Lutaríamos. Disso eu tenho certeza. Eu vi esses guris de Porto Alegre fazerem cada coisa. Todo o sangue de nossas veias seria pouco. O fascismo não passaria – era isso o que dizia Brizola, em outras palavras, no Palácio, seus ninhos de metralhadoras faziam nossos corações pulsarem. Jaaannngoooo. Dez pulmões seriam poucos para gritarmos com mais força teu nome, velho Jango, companheiro Brizola. Que viessem os tanques, os aviões, as bombas. Nós éramos o prolongamento de alguma coisa estranha e real – maior do que cada um – era um destino, e tínhamos nascido para viver e talvez morrer naquela hora. Nossa pátria não seria tornada o galpão imundo daquela gente. As esporas dos golpistas não pisariam nosso rosto, nossa alma, nossos sonhos. Os guris de Porto Alegre estavam nas ruas – e essas ruas eram pequenas para nossas pernas. E no porto batia o coração do Batalhão Praiano da Legalidade. Dois mil operários. Pediam respeito e metralhadoras. Eu ouvi essa história de meu amigo Miguel do Porto, ele me contou isso dias atrás em São Paulo. Vocês entendem? Essa história não acabou. Nem sei se começou.

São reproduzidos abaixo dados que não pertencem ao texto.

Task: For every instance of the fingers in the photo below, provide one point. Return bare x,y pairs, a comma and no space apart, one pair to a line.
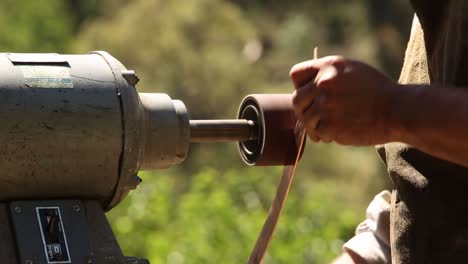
306,71
303,97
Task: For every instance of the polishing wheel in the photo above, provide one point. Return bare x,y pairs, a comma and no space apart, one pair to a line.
264,130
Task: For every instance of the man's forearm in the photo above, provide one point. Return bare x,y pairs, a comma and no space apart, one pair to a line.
432,119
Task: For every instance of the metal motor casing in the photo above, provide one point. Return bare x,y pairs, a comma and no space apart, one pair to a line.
74,126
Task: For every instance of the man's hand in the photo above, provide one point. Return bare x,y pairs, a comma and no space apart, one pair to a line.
344,101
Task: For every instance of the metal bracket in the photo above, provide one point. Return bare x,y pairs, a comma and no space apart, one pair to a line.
51,232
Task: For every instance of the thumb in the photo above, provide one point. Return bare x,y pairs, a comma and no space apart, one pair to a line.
306,71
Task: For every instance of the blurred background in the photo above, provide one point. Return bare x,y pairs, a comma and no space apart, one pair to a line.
210,54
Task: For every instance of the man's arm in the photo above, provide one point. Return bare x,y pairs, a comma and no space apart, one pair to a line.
351,103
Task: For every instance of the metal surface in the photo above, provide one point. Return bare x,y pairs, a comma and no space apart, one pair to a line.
74,126
30,234
167,131
58,140
7,246
223,130
275,144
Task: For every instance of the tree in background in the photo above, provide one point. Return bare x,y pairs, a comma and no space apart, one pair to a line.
211,53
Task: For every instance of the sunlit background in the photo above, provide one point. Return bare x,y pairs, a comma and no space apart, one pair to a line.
210,54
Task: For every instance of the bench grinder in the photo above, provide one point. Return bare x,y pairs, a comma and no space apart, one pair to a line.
75,133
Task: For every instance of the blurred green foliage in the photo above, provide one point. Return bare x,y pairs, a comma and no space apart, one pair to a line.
210,54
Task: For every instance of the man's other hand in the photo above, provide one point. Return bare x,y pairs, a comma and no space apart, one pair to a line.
343,100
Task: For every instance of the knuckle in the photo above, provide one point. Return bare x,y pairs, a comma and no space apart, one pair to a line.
295,99
338,60
295,70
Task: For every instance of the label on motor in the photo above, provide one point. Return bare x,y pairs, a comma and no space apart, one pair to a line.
53,235
45,76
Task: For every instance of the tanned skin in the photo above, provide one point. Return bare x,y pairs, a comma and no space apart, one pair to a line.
351,103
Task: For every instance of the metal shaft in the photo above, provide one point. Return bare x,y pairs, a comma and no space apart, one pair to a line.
222,130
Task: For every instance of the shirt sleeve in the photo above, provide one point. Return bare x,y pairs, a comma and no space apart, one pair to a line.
372,239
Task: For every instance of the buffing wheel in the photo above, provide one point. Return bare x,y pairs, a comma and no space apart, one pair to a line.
275,144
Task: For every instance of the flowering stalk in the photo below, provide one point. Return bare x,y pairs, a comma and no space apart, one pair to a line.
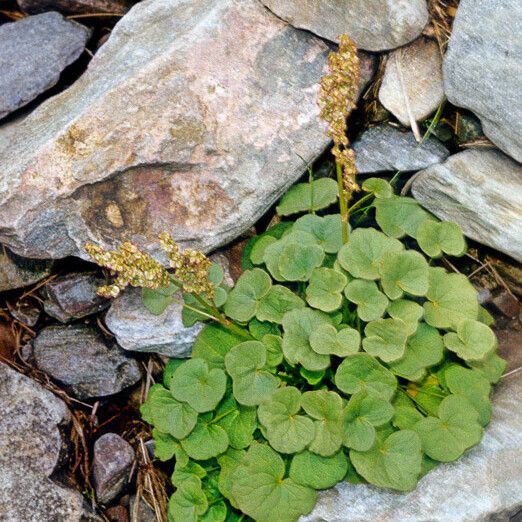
337,96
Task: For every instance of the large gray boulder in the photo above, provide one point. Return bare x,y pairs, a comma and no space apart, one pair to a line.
193,118
484,485
483,65
374,25
481,190
33,53
31,420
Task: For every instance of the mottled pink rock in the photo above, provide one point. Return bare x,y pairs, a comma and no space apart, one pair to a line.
193,118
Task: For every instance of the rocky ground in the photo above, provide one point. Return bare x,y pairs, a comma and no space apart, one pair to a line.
118,121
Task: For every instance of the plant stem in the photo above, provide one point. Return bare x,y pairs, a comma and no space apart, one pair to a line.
343,206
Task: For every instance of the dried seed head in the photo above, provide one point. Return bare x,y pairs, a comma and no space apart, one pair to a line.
337,96
131,266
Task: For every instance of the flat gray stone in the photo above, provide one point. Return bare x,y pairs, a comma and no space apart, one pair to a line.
33,53
75,6
483,66
481,190
113,458
17,271
80,358
74,296
385,148
181,123
136,329
484,485
31,419
374,25
412,81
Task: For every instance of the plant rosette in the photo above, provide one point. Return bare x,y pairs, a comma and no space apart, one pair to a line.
358,361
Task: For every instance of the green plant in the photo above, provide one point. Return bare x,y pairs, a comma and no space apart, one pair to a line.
359,360
340,354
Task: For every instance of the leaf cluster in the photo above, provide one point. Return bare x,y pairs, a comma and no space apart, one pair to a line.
360,361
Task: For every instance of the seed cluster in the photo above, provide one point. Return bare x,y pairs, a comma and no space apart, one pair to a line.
337,95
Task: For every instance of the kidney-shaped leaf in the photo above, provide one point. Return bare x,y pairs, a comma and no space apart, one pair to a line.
438,238
315,471
192,382
243,300
363,412
286,431
302,197
251,382
363,372
393,462
363,254
371,302
473,340
298,326
446,437
324,290
404,272
386,339
327,340
262,492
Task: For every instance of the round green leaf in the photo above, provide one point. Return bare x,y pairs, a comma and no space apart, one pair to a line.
303,197
438,238
193,383
398,216
473,340
213,343
451,299
274,349
363,254
298,326
243,299
362,372
274,305
327,230
287,432
386,339
251,383
472,385
261,491
238,421
407,311
446,437
297,261
207,440
327,340
327,408
393,462
363,412
425,348
404,272
324,289
273,252
371,302
315,471
187,502
379,187
169,415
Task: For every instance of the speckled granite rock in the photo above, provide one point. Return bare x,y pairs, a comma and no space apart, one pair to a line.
81,359
33,53
482,68
374,25
480,189
484,485
386,148
412,81
30,446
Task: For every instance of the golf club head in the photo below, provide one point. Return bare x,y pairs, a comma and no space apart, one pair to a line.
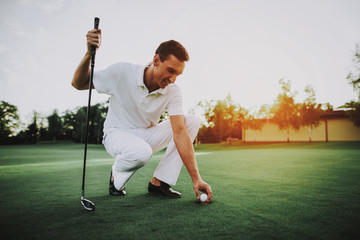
88,205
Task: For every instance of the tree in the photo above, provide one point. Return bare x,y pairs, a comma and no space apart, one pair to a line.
8,121
55,129
310,110
32,131
286,113
354,79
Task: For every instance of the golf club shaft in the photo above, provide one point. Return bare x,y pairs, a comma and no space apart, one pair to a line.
96,26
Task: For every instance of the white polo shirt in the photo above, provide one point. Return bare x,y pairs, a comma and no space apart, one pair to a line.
131,105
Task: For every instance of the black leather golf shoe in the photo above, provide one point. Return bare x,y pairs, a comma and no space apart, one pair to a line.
113,191
164,190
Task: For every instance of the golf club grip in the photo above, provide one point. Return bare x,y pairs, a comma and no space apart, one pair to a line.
96,26
96,23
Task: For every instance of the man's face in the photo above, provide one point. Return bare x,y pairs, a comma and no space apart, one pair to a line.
166,72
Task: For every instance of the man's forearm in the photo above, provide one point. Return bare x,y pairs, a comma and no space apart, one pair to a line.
82,73
185,148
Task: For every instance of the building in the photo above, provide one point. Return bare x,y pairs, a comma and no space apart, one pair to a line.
334,126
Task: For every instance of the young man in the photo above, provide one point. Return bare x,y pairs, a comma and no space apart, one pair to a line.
138,97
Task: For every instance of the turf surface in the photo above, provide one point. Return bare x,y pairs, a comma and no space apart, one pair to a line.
261,191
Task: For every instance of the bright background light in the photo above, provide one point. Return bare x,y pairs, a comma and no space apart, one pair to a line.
240,48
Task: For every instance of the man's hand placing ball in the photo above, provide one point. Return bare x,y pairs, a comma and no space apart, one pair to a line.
205,188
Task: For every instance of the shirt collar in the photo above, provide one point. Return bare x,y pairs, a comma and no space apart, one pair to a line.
140,82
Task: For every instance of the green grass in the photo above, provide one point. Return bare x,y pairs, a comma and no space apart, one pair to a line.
261,191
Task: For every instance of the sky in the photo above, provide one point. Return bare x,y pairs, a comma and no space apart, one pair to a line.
242,48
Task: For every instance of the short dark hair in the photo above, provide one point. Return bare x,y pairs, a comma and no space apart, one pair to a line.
173,47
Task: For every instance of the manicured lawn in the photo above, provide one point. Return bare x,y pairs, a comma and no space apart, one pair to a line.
261,191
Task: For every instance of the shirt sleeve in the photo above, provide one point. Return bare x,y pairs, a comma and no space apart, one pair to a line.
175,106
105,81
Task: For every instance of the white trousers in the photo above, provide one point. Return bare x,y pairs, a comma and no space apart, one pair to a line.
133,148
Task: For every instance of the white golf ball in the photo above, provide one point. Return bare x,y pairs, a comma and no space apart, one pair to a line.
203,197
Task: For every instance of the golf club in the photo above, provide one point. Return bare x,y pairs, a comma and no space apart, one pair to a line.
88,205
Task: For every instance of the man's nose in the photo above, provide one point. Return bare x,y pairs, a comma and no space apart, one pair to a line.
173,79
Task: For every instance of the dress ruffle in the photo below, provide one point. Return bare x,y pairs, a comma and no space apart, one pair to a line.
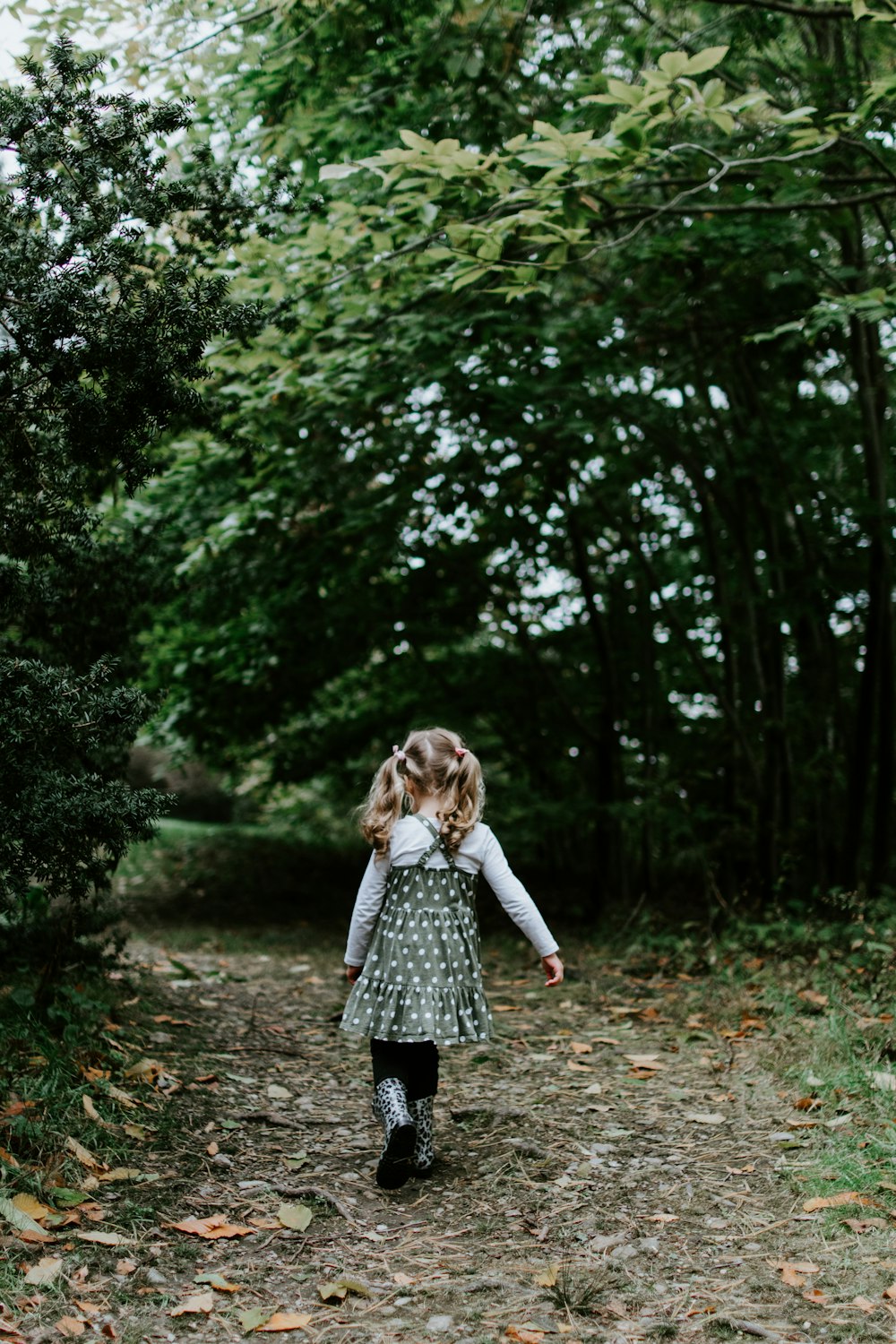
422,978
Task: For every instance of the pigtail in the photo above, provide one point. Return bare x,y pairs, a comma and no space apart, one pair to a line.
465,788
435,761
383,806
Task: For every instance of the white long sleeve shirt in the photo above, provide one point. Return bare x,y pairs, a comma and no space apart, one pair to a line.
478,852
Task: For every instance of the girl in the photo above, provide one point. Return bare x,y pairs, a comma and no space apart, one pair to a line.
413,953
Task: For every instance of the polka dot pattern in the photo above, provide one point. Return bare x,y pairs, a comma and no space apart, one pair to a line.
422,978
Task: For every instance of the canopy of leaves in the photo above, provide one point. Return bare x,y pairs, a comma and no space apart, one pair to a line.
573,425
108,306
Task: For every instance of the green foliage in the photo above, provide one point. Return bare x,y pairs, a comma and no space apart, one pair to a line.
571,430
109,306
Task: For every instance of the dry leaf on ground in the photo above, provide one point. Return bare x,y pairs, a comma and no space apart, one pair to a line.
815,1295
45,1271
812,996
340,1288
794,1271
199,1304
211,1228
220,1282
70,1325
295,1215
85,1158
23,1223
285,1322
844,1196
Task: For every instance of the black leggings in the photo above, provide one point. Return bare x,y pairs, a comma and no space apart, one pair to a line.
413,1062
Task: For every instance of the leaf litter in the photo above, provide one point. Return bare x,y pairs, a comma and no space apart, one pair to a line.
643,1193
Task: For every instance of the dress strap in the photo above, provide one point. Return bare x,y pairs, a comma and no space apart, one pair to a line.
438,843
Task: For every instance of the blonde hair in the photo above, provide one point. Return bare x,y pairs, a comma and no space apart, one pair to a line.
437,762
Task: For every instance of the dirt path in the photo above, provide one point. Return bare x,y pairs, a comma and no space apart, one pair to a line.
610,1168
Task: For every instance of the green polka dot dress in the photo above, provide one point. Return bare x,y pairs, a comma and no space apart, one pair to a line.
422,978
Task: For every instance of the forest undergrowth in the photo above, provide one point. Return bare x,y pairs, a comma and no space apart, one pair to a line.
680,1144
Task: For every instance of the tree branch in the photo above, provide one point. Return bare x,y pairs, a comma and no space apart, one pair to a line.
806,11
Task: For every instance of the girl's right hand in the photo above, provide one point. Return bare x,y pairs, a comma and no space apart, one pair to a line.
554,969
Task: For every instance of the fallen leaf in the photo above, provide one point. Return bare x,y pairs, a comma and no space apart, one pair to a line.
845,1196
45,1271
285,1322
66,1198
794,1271
340,1288
211,1228
70,1325
22,1222
548,1277
254,1317
121,1096
643,1061
195,1305
134,1131
812,996
220,1282
295,1215
32,1207
83,1156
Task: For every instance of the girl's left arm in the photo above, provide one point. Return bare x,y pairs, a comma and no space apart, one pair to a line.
520,906
368,903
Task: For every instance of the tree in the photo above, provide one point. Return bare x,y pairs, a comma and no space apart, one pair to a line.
583,333
108,308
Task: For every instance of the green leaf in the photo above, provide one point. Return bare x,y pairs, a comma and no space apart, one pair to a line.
254,1317
675,64
414,142
332,172
705,59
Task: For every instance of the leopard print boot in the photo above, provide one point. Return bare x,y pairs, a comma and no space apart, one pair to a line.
392,1109
424,1150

Mas houve um dia em que Porto Alegre nos viu andando por suas ruas, pernas de pau e cabeças nas nuvens. E nós continuamos. Jorge Semprum. A Longa Viagem. Última cena: essa não é uma conversa de ex-combatentes. Não.

* São Paulo, madrugada de 13 para 14 de agosto. Vinte e cinco anos depois.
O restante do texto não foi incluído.